The damage of blood vessels from high blood pressure can lead to a reduced flow of blood throughout the body. A low blood supply in the pelvis can lead to erectile dysfunction in men and low libido in women.


An increase in blood pressure can cause blood vessels to weaken and bulge, resulting in an aneurysm. If an aneurysm ruptures, it can be life-threatening.

Loss of vision

Hypertension can cause the blood vessels in the eye to narrow or thicken, which can hinder blood flow to the retina, thereby resulting in blurred vision or a complete loss of sight in the long term.

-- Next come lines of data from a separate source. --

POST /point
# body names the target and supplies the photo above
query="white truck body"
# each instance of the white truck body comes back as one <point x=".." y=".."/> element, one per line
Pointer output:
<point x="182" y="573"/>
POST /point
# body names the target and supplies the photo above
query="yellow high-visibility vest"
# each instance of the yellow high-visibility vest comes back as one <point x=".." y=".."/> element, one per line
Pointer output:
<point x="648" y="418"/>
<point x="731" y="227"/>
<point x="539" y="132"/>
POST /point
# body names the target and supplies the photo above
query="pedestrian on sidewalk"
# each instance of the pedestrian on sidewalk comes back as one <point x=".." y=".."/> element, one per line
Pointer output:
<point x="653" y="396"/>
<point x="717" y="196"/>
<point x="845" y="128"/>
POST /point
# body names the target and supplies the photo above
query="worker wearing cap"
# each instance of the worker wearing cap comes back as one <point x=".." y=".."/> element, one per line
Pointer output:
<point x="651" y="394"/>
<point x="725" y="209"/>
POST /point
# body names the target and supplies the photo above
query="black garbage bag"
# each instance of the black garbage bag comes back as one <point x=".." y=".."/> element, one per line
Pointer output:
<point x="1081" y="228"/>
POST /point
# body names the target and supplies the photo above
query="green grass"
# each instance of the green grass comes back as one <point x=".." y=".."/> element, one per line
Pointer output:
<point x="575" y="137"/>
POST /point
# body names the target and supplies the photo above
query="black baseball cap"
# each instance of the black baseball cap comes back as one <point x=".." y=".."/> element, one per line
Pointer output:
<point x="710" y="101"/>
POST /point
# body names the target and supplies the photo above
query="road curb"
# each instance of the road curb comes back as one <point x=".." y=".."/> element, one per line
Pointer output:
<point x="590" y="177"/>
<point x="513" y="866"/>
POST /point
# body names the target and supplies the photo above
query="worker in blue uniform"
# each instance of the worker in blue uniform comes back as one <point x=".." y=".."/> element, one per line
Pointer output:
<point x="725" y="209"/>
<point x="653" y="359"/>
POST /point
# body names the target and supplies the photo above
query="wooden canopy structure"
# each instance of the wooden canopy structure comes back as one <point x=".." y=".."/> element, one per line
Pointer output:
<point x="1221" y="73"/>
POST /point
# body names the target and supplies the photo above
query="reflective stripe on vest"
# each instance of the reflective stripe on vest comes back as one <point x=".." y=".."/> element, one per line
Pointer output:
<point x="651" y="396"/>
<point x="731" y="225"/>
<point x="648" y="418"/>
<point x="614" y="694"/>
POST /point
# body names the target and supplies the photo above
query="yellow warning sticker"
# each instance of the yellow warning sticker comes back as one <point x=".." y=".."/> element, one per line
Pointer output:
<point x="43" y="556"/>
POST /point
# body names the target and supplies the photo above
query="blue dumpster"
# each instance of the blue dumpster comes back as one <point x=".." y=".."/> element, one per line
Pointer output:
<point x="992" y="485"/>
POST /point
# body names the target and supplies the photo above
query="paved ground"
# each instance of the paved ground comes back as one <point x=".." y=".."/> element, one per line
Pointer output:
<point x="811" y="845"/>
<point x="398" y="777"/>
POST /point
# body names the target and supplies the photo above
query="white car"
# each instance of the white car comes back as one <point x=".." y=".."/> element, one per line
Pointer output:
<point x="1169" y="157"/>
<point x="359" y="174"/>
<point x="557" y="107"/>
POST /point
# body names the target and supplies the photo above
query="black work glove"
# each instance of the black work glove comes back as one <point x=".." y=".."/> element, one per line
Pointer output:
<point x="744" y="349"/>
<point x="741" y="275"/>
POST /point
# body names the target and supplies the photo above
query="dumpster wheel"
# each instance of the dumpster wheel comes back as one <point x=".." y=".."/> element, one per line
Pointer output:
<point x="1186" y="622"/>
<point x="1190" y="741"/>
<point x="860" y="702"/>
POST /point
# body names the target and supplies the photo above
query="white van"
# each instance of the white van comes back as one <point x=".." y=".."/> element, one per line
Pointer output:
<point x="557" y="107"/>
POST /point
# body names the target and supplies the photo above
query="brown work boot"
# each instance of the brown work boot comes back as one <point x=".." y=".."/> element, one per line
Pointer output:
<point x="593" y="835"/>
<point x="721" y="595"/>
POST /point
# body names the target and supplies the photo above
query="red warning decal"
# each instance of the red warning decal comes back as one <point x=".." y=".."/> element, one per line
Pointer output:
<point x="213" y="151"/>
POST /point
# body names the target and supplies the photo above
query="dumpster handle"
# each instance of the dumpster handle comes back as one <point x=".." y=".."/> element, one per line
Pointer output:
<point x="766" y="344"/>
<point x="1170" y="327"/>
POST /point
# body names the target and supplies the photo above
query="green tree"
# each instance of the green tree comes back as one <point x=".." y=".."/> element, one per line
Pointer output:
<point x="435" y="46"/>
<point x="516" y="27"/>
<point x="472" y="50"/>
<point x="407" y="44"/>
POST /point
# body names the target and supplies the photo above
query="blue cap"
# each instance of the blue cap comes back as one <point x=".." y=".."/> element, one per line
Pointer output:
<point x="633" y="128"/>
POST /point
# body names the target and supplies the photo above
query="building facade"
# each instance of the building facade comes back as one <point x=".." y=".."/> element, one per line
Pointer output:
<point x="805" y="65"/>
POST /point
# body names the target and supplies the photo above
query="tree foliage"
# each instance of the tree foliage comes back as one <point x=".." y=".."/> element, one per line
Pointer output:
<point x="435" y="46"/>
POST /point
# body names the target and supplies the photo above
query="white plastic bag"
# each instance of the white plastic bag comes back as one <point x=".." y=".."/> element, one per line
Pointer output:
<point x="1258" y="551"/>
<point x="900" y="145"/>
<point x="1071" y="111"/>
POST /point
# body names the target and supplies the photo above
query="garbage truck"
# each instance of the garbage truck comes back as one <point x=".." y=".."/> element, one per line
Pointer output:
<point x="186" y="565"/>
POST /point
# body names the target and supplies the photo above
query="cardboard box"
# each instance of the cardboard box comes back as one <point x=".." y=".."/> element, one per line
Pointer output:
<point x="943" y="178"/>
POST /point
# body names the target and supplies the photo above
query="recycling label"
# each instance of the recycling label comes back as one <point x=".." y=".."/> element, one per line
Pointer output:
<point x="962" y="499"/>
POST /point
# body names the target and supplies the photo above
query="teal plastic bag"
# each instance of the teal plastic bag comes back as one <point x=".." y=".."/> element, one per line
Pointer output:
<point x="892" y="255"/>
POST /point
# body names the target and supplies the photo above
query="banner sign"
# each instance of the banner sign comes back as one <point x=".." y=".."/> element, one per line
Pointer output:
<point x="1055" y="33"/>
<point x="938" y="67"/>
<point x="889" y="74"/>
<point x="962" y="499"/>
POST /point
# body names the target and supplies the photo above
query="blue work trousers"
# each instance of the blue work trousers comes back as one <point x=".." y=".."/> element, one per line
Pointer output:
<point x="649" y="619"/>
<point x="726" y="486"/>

When the blood vessels in the brain are thickened or narrowed, the blood supply in the brain can decrease. This can affect thinking, memory, and learning and, in extreme cases, can lead to vascular dementia.

Does your blood pressure change when lying down?

The positioning of your body alters your blood pressure readings. When standing, blood pressure is higher since the heart is above the legs and organs situated in the abdominopelvic cavity. The heart, therefore, has to pump blood more forcefully to get the blood in these regions to return to the heart, as it works against gravity.  When lying down, however,  the heart uses less force to pump blood as it is on the same level as the rest of the body.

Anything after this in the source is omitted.